Medicine Ball Overhead Throw
Boost explosive power and core strength with the Medicine Ball Overhead Throw. This dynamic exercise targets your entire body, enhancing athletic
Description
A full body exercise that improves power and strength, particularly in the core and upper body, by throwing a medicine ball overhead.
How to Do Medicine Ball Overhead Throw
- 1Setup
Stand with your feet shoulder-width apart, holding a medicine ball with both hands in front of your chest.
- 2Setup
Engage your core, keep your chest up, and slightly bend your knees, preparing for the explosive upward movement.
- 3
Initiate the movement by rapidly dropping into a quarter squat, swinging the ball down between your knees.
- 4
Immediately reverse the motion, explosively extending through your hips, knees, and ankles while simultaneously driving the ball overhead.
- 5
Release the ball forcefully at the peak of your extension, aiming to throw it as high and far as possible directly overhead.
- 6
Allow your body to follow through naturally, maintaining balance as you watch the ball land, then retrieve it for the next repetition.
Tips
- Focus on a full body extension: Think about driving power from your feet through your legs, hips, and core, all the way to your fingertips.
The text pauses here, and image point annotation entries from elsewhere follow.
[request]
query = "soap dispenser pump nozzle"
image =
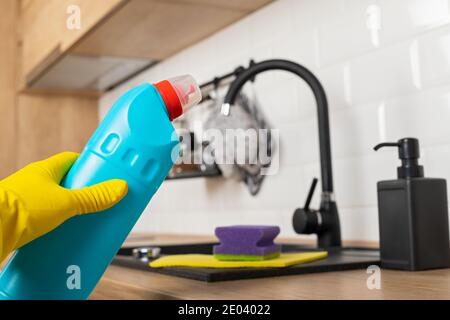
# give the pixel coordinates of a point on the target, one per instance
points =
(409, 154)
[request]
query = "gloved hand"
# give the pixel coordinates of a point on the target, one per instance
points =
(33, 203)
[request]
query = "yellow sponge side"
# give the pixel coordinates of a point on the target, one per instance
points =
(208, 261)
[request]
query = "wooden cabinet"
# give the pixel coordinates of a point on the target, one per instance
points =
(140, 32)
(44, 34)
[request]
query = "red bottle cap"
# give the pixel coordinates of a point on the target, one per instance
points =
(179, 94)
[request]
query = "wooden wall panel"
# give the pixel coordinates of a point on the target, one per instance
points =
(8, 53)
(49, 124)
(45, 34)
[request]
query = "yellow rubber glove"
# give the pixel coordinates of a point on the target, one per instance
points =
(32, 202)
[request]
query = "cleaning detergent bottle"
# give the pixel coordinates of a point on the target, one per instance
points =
(135, 142)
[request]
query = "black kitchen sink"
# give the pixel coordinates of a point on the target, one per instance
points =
(339, 259)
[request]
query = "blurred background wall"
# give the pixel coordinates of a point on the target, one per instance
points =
(386, 69)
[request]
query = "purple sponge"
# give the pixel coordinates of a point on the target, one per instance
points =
(247, 241)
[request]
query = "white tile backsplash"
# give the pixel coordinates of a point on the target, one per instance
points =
(385, 65)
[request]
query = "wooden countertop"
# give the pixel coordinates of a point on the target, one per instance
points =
(125, 283)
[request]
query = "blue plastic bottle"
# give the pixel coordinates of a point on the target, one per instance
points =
(135, 142)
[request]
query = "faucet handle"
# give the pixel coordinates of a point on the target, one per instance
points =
(312, 188)
(305, 220)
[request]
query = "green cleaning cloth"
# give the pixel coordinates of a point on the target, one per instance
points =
(208, 261)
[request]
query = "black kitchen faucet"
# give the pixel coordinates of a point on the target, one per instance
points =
(324, 221)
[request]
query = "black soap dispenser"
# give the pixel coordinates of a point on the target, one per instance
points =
(413, 215)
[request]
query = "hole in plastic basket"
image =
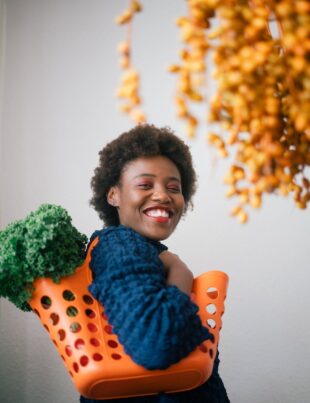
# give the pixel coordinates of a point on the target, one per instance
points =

- Control the eccentric phase: As you bring the ball down into the squat, control the movement to store elastic energy, which you'll then release explosively.
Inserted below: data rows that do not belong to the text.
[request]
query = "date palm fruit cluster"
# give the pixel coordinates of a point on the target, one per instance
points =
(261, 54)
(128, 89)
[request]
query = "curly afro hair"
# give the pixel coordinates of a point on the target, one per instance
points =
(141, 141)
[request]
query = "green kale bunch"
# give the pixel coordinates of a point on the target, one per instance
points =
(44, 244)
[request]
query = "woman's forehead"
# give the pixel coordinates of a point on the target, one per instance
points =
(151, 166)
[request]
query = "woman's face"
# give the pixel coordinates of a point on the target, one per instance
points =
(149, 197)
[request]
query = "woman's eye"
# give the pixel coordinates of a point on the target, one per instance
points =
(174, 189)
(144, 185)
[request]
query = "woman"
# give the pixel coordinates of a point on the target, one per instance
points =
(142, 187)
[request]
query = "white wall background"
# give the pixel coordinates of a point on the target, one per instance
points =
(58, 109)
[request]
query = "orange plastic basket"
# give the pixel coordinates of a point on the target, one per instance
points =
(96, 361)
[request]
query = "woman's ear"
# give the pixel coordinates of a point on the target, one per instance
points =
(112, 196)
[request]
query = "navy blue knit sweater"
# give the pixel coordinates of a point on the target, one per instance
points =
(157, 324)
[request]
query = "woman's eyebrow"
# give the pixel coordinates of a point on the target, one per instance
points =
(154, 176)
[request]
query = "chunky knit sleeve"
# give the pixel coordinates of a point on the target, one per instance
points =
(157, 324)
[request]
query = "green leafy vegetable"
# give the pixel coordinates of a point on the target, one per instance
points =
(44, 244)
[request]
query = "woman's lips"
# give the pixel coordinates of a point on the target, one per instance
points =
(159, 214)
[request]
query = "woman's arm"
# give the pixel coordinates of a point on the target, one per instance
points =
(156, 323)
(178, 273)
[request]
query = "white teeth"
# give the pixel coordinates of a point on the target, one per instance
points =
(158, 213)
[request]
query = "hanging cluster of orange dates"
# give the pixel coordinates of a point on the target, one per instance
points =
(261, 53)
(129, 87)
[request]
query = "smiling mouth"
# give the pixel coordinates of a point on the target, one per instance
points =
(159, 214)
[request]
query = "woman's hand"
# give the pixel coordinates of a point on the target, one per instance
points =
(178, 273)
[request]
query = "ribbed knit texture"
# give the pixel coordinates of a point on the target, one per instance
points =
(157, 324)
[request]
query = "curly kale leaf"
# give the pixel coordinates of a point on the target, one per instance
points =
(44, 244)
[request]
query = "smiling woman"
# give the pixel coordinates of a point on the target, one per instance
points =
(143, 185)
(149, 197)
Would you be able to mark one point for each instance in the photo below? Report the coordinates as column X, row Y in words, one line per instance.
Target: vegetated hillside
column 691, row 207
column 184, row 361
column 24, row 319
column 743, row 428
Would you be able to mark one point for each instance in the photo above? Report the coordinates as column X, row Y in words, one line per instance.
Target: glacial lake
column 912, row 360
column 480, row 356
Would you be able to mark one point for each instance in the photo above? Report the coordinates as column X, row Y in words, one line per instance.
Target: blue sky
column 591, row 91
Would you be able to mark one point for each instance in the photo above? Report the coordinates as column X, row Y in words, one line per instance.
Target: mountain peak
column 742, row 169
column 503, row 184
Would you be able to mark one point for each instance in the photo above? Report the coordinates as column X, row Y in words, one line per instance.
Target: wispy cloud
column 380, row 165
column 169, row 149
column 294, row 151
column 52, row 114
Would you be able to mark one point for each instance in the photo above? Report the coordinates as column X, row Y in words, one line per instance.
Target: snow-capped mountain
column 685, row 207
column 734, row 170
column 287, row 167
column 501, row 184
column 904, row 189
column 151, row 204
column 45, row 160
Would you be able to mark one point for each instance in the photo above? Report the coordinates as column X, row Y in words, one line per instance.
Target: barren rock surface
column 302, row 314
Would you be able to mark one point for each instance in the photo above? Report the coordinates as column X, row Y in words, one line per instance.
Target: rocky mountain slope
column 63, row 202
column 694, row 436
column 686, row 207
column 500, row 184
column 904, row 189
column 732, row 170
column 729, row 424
- Breathe powerfully: Exhale sharply and forcefully as you throw the ball overhead to engage your core and maximize power output.
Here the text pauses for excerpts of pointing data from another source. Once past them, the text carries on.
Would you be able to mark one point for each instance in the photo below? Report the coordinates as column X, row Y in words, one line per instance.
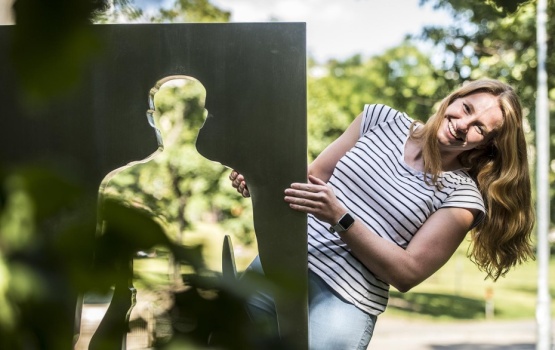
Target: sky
column 335, row 28
column 341, row 28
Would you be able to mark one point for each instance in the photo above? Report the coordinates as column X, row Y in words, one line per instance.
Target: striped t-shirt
column 393, row 200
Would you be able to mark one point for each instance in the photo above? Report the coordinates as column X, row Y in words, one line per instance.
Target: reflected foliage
column 46, row 221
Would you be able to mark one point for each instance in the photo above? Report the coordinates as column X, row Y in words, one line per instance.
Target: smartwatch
column 343, row 224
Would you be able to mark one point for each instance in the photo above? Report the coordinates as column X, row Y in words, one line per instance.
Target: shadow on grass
column 483, row 347
column 438, row 305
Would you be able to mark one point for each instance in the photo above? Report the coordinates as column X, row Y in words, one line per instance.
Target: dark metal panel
column 255, row 79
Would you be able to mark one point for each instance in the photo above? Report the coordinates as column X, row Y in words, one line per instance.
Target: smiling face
column 469, row 122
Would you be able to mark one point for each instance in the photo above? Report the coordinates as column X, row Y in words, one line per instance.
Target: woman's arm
column 431, row 247
column 322, row 167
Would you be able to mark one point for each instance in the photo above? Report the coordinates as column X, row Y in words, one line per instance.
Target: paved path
column 399, row 334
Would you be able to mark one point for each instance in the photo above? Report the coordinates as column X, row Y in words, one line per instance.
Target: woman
column 391, row 199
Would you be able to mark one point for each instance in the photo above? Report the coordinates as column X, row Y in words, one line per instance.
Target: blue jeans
column 333, row 322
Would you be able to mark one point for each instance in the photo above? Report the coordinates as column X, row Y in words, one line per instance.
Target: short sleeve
column 467, row 196
column 375, row 114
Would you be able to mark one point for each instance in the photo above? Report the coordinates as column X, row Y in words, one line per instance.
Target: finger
column 313, row 196
column 246, row 193
column 313, row 179
column 306, row 187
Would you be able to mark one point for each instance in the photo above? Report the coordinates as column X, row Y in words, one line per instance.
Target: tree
column 484, row 40
column 403, row 77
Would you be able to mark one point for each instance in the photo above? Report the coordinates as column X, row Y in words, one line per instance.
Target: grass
column 458, row 291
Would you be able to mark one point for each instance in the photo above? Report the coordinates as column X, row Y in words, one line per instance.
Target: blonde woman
column 391, row 199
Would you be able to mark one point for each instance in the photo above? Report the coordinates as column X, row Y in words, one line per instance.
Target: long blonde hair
column 500, row 169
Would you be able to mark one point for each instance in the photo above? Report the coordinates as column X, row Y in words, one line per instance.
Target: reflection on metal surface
column 255, row 78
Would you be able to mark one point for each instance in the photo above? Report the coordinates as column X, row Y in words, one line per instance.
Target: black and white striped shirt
column 375, row 184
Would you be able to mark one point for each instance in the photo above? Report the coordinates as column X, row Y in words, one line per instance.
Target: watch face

- Maintain a neutral spine: Avoid arching your lower back excessively during the overhead throw; keep your core tight to protect your spine.
Common Mistakes
- ×Many people rely solely on their arms to throw, but the power should come from a full body extension, so focus on driving through your legs and hips.
- ×Stopping the motion abruptly after releasing the ball limits power, so allow your body to naturally extend and follow through to maximize the throw.
- ×Aiming the ball too far in front rather than directly overhead reduces the plyometric benefit, so focus on a vertical throw with maximal height.